I'm teaching a Sunday School class at my church on prayer. I've been spending a lot of time looking at the Westmisster Larger Catechism's teaching on prayer. One thing that has bothered me is that the question "What is prayer?" seem to ignore the praise of God as a part of prayer.


> Prayer is an offering up of our desires unto God, in the name of Christ, by the help of his Spirit; with confession of our sins, and thankful acknowledgment of his mercies.



A few possibly solutions I've considered is that the WLC regards praise as a part of "thankful acknowledgment of his mercies." Alternatively, if you look at question 190 on the first petition of the Lord's prayer, it seems to regard praise as an aspect of offering our desires to God.


> ...we pray, that God would by his grace enable and incline us and others to know, to acknowledge, and highly to esteem him....



Anyone have any thoughts on this?


----------



## Scott1 (May 8, 2010)

Prayer is of several kinds- adoration, confession, thanksgiving and supplication. It is also related to meditation.

I think praise is really a subset of thanksgiving, rather than the reverse- and understood in that way, it is clearly biblical, and comports with the Standards' summary of it.


----------



## Contra_Mundum (May 8, 2010)

It seems to me that the notion "prayer" is being considered under its proper sense, unelaborated, which is a formal or informal *petitioning*.
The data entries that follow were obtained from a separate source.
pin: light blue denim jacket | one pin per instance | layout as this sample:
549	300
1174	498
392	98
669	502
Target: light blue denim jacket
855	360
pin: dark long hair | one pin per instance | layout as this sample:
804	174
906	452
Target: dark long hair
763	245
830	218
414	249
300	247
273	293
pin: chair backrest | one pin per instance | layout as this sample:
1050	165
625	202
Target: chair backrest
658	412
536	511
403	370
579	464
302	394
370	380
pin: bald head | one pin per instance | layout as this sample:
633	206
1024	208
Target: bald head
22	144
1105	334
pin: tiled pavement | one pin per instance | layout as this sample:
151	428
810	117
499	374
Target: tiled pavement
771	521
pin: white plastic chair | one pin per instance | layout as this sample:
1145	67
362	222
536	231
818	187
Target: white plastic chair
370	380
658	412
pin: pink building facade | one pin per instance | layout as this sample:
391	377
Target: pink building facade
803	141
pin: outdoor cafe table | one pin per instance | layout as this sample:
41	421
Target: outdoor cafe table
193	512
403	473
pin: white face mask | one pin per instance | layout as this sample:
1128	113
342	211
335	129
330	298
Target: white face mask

Our modern conceptions of prayer have redefined it as "any kind of talking to God," but an original approach to the terminology would differentiate (in some sense) between "prayer" and "praise."

We extol God, to the extent we are able, and yet are not adding anything to the glory of God. We benefit more from the exercise than God does. Others benefit also, as we praise God to them and before them. Praise is what we owe to God, as well as that which comes spontaneously from the heart and mouth of one enraptured by God.

Are we really in need of being "taught" to praise? I think so (and the examples in Psalms serve, for instance), but not in the same way as the disciples were asking Jesus to teach them to pray. They wanted to know how to come to God (the august, the ineffable, but the one Jesus approached as "Father"). Could they come to him as "Father" also?

I think you have detected in 190 the _need_ we have of God to help us to have an improved attitude of esteem when we come. We should come in a praising, reverential, adoring manner. But I do not think that we are failures in prayer if in each time we come, we have not devoted sufficient "time" to the business of "praising" God. We more often come broken, sad, needy, like the little children we are. What if we simply do not "feel" like a song? Will God not hear us?

The Prayer opens with an understanding of Who God Is--Holy Father (see 189). To know him rightly is praise indeed.


----------